BOBBI NICHOLS: And she called me up and said, you know, ‘Would you like to sub sometime?’ I’m like, ‘Yeah.’ So, like 20 minutes later she calls back and she said, ‘Can you sub tonight?’ I’m like, ‘Of course. I’ll be there.’ So she goes, ‘I’ll meet you there at six.’
[gentle plucking strings music]
HOST: Bobbi arrives at the bowling alley first. She’s out of practice since she hasn’t bowled in years but is excited to join the league that night. Her social butterfly sister, Tricia, quickly introduces her to other players on the teams.
BOBBI NICHOLS: And she introduced me to everybody, and my sister’s a hugger. So I was hugging all these people. And I felt a little bit better because I didn’t know too many of them. So I ended up being on a team that was — I was on a team that was — the first lane was my team.
HOST: There are more than 60 people in the bowling alley, including 20 children. There is a youth bowling league that night.

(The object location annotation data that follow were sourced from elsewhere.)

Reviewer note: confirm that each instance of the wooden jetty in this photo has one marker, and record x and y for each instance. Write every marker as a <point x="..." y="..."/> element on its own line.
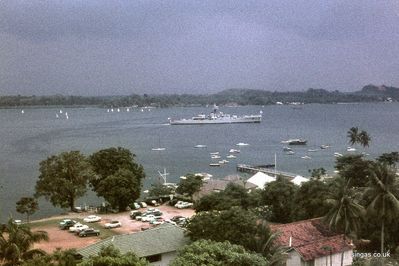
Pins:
<point x="245" y="168"/>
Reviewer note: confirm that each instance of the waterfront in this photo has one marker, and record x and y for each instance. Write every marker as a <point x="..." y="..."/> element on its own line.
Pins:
<point x="26" y="139"/>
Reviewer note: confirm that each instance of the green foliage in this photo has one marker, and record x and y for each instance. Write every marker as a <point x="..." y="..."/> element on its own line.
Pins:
<point x="235" y="225"/>
<point x="63" y="178"/>
<point x="119" y="177"/>
<point x="233" y="195"/>
<point x="354" y="168"/>
<point x="206" y="252"/>
<point x="389" y="158"/>
<point x="317" y="173"/>
<point x="382" y="196"/>
<point x="110" y="256"/>
<point x="279" y="196"/>
<point x="16" y="242"/>
<point x="310" y="200"/>
<point x="362" y="137"/>
<point x="27" y="205"/>
<point x="120" y="188"/>
<point x="157" y="190"/>
<point x="190" y="185"/>
<point x="345" y="214"/>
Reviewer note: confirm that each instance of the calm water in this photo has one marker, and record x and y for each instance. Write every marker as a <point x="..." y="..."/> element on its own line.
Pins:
<point x="26" y="139"/>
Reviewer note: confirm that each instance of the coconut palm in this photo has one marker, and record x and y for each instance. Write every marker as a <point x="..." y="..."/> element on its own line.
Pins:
<point x="383" y="195"/>
<point x="353" y="135"/>
<point x="346" y="213"/>
<point x="16" y="241"/>
<point x="364" y="138"/>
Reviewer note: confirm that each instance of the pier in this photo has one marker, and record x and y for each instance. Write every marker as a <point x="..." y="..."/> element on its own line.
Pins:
<point x="267" y="169"/>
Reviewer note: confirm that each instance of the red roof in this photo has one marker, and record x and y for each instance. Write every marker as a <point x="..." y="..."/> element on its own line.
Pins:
<point x="311" y="238"/>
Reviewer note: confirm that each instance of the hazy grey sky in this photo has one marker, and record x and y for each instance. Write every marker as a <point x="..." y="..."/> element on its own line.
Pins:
<point x="124" y="47"/>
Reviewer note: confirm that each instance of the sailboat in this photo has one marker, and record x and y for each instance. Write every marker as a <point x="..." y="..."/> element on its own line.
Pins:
<point x="159" y="148"/>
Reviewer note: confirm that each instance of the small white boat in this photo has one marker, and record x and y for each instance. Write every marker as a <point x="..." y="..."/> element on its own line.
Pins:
<point x="200" y="146"/>
<point x="158" y="149"/>
<point x="242" y="144"/>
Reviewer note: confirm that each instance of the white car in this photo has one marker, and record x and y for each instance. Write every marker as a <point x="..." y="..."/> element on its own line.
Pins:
<point x="147" y="218"/>
<point x="92" y="219"/>
<point x="78" y="227"/>
<point x="113" y="224"/>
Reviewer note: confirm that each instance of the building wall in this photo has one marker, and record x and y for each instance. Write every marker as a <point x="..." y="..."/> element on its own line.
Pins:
<point x="294" y="259"/>
<point x="335" y="258"/>
<point x="166" y="259"/>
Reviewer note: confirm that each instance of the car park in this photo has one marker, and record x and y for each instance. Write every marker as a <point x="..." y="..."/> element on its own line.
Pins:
<point x="113" y="224"/>
<point x="134" y="214"/>
<point x="78" y="227"/>
<point x="89" y="232"/>
<point x="92" y="219"/>
<point x="67" y="223"/>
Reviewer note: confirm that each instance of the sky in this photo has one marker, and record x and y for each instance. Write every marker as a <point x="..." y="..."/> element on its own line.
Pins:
<point x="124" y="47"/>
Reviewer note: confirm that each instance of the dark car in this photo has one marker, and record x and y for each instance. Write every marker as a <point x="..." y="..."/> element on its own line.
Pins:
<point x="134" y="214"/>
<point x="89" y="232"/>
<point x="65" y="224"/>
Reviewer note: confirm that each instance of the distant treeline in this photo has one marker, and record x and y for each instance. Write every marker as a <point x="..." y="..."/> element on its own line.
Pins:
<point x="369" y="93"/>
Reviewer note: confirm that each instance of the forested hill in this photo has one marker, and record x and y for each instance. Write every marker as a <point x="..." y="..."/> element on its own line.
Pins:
<point x="369" y="93"/>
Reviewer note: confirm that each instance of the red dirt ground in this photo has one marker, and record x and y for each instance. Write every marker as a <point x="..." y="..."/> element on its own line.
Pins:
<point x="63" y="239"/>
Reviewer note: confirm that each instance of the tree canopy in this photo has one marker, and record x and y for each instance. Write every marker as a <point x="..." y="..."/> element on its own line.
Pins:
<point x="27" y="205"/>
<point x="16" y="242"/>
<point x="191" y="184"/>
<point x="118" y="177"/>
<point x="279" y="196"/>
<point x="235" y="225"/>
<point x="207" y="252"/>
<point x="63" y="178"/>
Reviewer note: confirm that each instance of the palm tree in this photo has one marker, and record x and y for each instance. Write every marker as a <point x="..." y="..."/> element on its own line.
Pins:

BOBBI NICHOLS: And at 6:30 they started playing the music and we started bowling and all that and everything was going pretty well.
HOST: After she’s taken her turn, Bobbi heads to the middle of the bowling alley to see how her sister’s team is doing.
BOBBI NICHOLS: And then all of a sudden I heard this noise.
[ambient guitar music]
NICHOLS: And it was so loud. It was like, it felt like this big glass chandelier had broke. And I was like, what was that, I’m thinking to myself … And I look out of the corner of my eye and I see a gun.
HOST: At that moment she sees a man near her get shot in the head.
BOBBI NICHOLS: I was not even consuming it. I was like, gun, that, frozen. I was completely frozen. And all of a sudden, boom … somebody yells, ‘He’s got a gun!’
And then people were running so I ended up on the floor. Immediately, I was trampled. And um I’m thinking, I gotta get out of here, I gotta get out of here and I don’t know where to go. And I think it was probably three times I was trampled before I got out. And I kept thinking that he was behind. I couldn’t look back. And he’s still shooting. He’s still shooting.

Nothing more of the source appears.